Points-Based System to Reduce or Offset Emissions
The so-called warehouse rule scheduled for a vote by the South Coast Air Quality Management District board would institute a points-based system requiring some 3,000 distribution centers to choose from a menu of options to reduce or offset emissions. It could include choices like replacing diesel trucks and other equipment with electric models, putting in rooftop solar panels or installing air filters at nearby schools or day cares.
“Warehouse operators could prepare and implement a custom plan specific to their site, or they could pay a mitigation fee,” according to the proposal before the board. The fees would go toward funding similar air quality improvements in surrounding neighborhoods.
Environmental and community groups have for years pushed tighter regulations to help neighborhoods inundated with smog-forming nitrogen oxides from trucks driving to and from sprawling warehouse complexes owned by Amazon and other distributors across the inland region east of Los Angeles.
“These communities are often disadvantaged and people of color. So it’s part of our ongoing commitment to address the environmental justice inequity, as well as addressing the overall regional air quality pollution,” Wayne Nastri, the South Coast district’s executive officer, said Thursday.
Health Benefits Decrease Asthma and Heart Attacks
More than 2.4 million people live within half a mile of at least one large warehouse and those areas have higier rates of asthma and heart attacks, and are disproportionately Black and Latino, district officials said.

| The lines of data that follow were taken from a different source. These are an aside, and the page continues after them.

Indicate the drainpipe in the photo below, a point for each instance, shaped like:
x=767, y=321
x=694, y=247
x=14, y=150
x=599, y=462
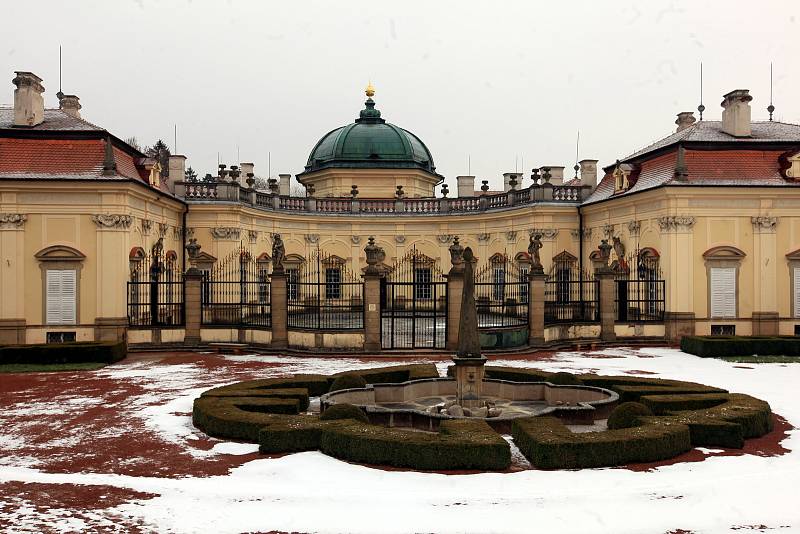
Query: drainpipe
x=580, y=241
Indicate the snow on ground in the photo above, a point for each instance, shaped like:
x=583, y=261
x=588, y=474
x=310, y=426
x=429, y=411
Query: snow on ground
x=310, y=492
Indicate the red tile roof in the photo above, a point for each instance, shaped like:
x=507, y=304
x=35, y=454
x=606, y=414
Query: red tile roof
x=47, y=158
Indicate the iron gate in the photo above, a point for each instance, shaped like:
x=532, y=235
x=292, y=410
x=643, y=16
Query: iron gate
x=155, y=290
x=236, y=292
x=414, y=304
x=501, y=293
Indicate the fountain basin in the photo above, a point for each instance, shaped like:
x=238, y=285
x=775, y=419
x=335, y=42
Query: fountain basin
x=407, y=404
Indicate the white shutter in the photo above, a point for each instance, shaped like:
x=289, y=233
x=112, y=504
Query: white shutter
x=723, y=292
x=61, y=296
x=68, y=294
x=796, y=291
x=53, y=297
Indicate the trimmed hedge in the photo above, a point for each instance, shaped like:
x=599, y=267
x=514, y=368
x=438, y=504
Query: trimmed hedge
x=460, y=444
x=344, y=411
x=80, y=352
x=349, y=381
x=393, y=374
x=687, y=414
x=662, y=404
x=548, y=444
x=627, y=415
x=719, y=346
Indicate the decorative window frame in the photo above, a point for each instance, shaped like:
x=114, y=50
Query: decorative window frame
x=793, y=262
x=60, y=258
x=723, y=256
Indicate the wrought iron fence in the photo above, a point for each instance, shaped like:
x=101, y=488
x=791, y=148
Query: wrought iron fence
x=640, y=288
x=570, y=295
x=155, y=291
x=236, y=292
x=414, y=304
x=501, y=293
x=325, y=294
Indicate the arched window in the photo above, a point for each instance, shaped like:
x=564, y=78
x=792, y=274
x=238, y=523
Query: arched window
x=61, y=268
x=722, y=264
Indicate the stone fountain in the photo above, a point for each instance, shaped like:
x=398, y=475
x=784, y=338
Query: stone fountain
x=424, y=403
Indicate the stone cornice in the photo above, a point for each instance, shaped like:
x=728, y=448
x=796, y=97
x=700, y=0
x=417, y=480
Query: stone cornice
x=12, y=221
x=546, y=233
x=674, y=223
x=112, y=221
x=225, y=232
x=764, y=224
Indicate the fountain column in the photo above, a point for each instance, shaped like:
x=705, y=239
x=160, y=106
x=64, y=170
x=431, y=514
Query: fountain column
x=469, y=361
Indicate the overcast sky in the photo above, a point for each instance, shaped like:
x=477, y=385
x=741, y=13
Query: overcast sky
x=497, y=83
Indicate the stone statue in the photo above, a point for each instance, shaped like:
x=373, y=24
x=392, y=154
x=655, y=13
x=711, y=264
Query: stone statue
x=605, y=252
x=456, y=253
x=619, y=250
x=534, y=246
x=278, y=253
x=469, y=345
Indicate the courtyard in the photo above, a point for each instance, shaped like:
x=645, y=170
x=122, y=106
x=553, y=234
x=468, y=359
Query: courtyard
x=114, y=450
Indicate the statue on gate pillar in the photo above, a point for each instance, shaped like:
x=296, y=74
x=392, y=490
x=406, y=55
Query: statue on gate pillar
x=278, y=253
x=534, y=245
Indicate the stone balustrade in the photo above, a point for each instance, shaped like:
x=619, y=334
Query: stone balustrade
x=234, y=192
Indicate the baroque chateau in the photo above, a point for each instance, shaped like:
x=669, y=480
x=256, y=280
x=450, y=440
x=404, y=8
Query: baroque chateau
x=698, y=233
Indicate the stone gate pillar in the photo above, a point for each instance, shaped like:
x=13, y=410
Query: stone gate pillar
x=455, y=290
x=279, y=309
x=372, y=298
x=606, y=288
x=536, y=280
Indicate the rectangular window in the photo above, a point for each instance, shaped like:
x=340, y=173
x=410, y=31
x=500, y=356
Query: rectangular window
x=60, y=298
x=292, y=277
x=499, y=285
x=523, y=275
x=422, y=284
x=61, y=337
x=723, y=330
x=723, y=292
x=263, y=286
x=333, y=283
x=796, y=295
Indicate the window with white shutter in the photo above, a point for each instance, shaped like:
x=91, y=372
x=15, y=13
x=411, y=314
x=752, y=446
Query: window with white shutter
x=796, y=291
x=61, y=296
x=723, y=292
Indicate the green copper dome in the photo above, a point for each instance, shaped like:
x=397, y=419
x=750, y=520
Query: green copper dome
x=370, y=143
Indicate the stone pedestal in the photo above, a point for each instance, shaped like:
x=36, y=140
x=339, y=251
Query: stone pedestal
x=455, y=289
x=469, y=381
x=765, y=323
x=372, y=312
x=111, y=329
x=677, y=325
x=193, y=306
x=536, y=282
x=607, y=289
x=12, y=331
x=279, y=309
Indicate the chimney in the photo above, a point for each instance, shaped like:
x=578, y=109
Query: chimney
x=684, y=120
x=245, y=168
x=588, y=172
x=466, y=186
x=736, y=113
x=28, y=100
x=556, y=175
x=284, y=184
x=177, y=170
x=70, y=104
x=507, y=180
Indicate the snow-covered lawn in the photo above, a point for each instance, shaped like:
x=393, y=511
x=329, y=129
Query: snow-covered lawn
x=157, y=473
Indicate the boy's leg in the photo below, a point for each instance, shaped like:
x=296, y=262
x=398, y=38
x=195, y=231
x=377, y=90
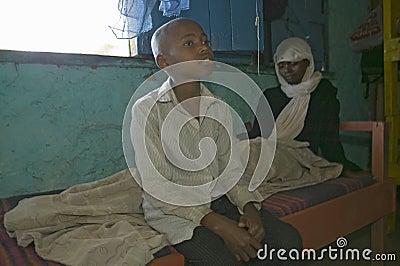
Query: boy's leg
x=278, y=235
x=205, y=248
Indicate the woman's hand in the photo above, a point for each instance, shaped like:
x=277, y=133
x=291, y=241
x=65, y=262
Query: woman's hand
x=240, y=241
x=252, y=221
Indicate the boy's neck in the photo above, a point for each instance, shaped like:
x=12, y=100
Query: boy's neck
x=187, y=90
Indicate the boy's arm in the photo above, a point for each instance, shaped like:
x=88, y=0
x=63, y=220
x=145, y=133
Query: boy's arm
x=228, y=152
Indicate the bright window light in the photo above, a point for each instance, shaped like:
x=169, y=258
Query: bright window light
x=68, y=26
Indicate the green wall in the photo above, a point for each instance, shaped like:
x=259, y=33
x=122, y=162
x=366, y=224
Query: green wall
x=61, y=114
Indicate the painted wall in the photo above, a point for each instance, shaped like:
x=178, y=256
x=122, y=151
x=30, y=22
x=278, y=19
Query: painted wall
x=61, y=115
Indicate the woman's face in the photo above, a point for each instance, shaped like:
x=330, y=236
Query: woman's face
x=293, y=72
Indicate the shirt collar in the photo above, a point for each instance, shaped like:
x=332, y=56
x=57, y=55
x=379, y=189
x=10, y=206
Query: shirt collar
x=166, y=94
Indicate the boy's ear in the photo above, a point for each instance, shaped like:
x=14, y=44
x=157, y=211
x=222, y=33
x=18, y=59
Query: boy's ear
x=161, y=61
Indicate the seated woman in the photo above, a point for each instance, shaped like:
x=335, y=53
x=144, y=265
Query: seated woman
x=304, y=105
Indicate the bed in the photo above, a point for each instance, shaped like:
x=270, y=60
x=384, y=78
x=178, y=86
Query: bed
x=341, y=205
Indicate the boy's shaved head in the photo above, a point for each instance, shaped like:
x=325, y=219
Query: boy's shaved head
x=158, y=40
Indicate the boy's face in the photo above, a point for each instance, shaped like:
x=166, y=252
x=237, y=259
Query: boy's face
x=185, y=41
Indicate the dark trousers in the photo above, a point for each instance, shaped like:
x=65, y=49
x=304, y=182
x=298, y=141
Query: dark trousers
x=208, y=249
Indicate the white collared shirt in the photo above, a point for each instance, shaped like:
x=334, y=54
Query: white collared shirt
x=160, y=108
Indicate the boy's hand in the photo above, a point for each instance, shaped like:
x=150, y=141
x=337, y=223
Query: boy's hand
x=237, y=239
x=252, y=221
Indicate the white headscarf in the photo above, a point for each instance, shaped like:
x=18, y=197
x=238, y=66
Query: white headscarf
x=290, y=121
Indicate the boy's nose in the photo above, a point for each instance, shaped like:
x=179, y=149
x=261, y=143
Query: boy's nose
x=286, y=67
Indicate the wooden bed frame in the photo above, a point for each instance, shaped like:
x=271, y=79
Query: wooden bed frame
x=324, y=223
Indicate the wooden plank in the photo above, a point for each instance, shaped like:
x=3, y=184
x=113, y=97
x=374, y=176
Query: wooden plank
x=324, y=223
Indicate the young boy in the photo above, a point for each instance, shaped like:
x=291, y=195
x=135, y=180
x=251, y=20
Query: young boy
x=225, y=231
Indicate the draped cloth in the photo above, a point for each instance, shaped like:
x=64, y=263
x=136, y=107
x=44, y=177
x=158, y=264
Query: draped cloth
x=135, y=18
x=290, y=121
x=173, y=7
x=102, y=222
x=135, y=15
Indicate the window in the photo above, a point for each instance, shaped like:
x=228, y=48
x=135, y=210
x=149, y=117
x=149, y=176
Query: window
x=68, y=26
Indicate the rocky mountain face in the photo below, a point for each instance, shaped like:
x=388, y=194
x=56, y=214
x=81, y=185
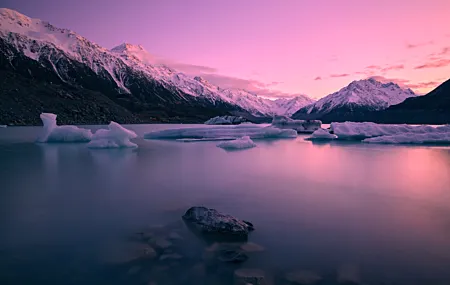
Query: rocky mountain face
x=91, y=83
x=354, y=101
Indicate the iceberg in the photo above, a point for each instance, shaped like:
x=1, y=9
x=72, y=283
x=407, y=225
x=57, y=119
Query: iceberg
x=437, y=137
x=321, y=134
x=253, y=131
x=225, y=120
x=241, y=143
x=361, y=131
x=51, y=132
x=301, y=126
x=115, y=136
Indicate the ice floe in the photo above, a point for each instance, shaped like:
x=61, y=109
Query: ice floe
x=253, y=131
x=115, y=136
x=301, y=126
x=240, y=143
x=225, y=120
x=321, y=134
x=51, y=132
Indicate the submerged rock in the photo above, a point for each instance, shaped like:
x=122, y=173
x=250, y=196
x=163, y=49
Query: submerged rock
x=246, y=276
x=232, y=256
x=303, y=277
x=213, y=222
x=251, y=247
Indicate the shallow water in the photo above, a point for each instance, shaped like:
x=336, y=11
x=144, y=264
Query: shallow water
x=381, y=211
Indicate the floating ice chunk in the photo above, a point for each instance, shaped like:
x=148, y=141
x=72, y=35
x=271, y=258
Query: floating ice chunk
x=360, y=131
x=253, y=131
x=321, y=134
x=51, y=132
x=413, y=138
x=225, y=120
x=301, y=126
x=241, y=143
x=115, y=137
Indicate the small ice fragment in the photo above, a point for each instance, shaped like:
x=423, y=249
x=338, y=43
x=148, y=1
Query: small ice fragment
x=115, y=136
x=51, y=132
x=241, y=143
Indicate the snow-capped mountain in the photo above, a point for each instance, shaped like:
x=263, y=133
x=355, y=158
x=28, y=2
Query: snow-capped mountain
x=287, y=107
x=356, y=98
x=256, y=105
x=125, y=77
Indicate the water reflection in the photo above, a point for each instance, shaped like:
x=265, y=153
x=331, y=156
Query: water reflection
x=344, y=210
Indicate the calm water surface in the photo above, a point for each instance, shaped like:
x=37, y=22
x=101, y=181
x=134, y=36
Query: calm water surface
x=382, y=211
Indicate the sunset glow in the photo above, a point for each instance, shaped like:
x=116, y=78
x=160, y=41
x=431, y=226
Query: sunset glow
x=277, y=48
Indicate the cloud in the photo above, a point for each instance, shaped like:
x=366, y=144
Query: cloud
x=392, y=67
x=413, y=46
x=434, y=63
x=404, y=83
x=445, y=51
x=251, y=85
x=400, y=82
x=422, y=85
x=190, y=69
x=373, y=67
x=339, y=75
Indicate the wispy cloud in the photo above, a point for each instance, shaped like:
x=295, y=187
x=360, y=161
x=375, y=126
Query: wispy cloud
x=434, y=63
x=445, y=51
x=392, y=67
x=254, y=86
x=421, y=85
x=339, y=75
x=404, y=83
x=417, y=45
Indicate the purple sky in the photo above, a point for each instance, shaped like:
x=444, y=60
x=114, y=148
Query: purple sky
x=313, y=47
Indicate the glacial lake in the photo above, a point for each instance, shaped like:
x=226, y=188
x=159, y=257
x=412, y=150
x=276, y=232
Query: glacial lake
x=347, y=211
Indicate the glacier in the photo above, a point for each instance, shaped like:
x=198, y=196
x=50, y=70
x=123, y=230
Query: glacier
x=115, y=136
x=321, y=134
x=51, y=132
x=301, y=126
x=253, y=131
x=240, y=143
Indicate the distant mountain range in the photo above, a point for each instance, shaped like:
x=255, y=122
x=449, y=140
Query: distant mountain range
x=373, y=101
x=47, y=69
x=354, y=100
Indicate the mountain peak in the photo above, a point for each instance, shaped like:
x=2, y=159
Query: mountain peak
x=127, y=47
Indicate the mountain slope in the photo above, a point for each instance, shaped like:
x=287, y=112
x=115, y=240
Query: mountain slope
x=43, y=54
x=432, y=108
x=354, y=100
x=256, y=105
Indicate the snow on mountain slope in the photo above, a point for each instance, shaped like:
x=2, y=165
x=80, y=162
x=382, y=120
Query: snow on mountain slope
x=287, y=107
x=198, y=86
x=41, y=41
x=368, y=93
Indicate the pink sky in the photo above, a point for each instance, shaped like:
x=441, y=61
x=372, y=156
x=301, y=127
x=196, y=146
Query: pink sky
x=278, y=48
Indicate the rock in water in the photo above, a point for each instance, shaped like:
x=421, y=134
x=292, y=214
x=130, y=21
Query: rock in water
x=213, y=222
x=245, y=276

The agency’s 13-member board was expected to vote on the rule following an online public hearing. Presentation of the proposal began after board members honored clean-air trailblazer William A. Burke, who is retiring after 23 years as chairman.
“Today is historical. It couldn’t be a better day to go home,” Burke said.
The district said in a socioeconomic impact assessment report earlier this year that the regulations would provide public health benefits worth $2.7 billion from 2022 to 2031 — including 5,800 fewer asthma attacks and 300 fewer deaths.
“The health benefits will be immense,” said Adrian Martinez, an attorney for the environmental group Earthjustice. “The way we move goods in this country has got to be electric, for the sake of clean air and a breathable future.”
Goods-Distribution Industry Rejects Proposal
The goods-distribution industry is urging air quality regulators to reject the proposal, saying the rule amounts to a tax and is beyond the legal authority of the South Coast district.
B.J. Patterson, chief executive of Pacific Mountain Logistics, which employs more than 65 people at a 200,000-square-foot (18,580-square meter) warehouse in San Bernardino, said the rule would unfairly penalize his operation for pollution that is out of his control. Patterson told the Los Angeles Times he wants the air board to send the proposal “back to the drawing board.”
Patterson said he did not know which of the compliance options his company would select. Most of the forklifts used inside are already electric, he said, and he does not control which trucks come in and out.
Opting to pay the mitigation fees would cost his business close to $200,000 a year, he estimated.
Patterson said his clients, which include large retailers and food companies, “have made it very clear that they don’t think this is their issue and they don’t want to pay.”
South Coast district officials said they are acting in order to meet federal smog-reduction deadlines in 2023 and 2031.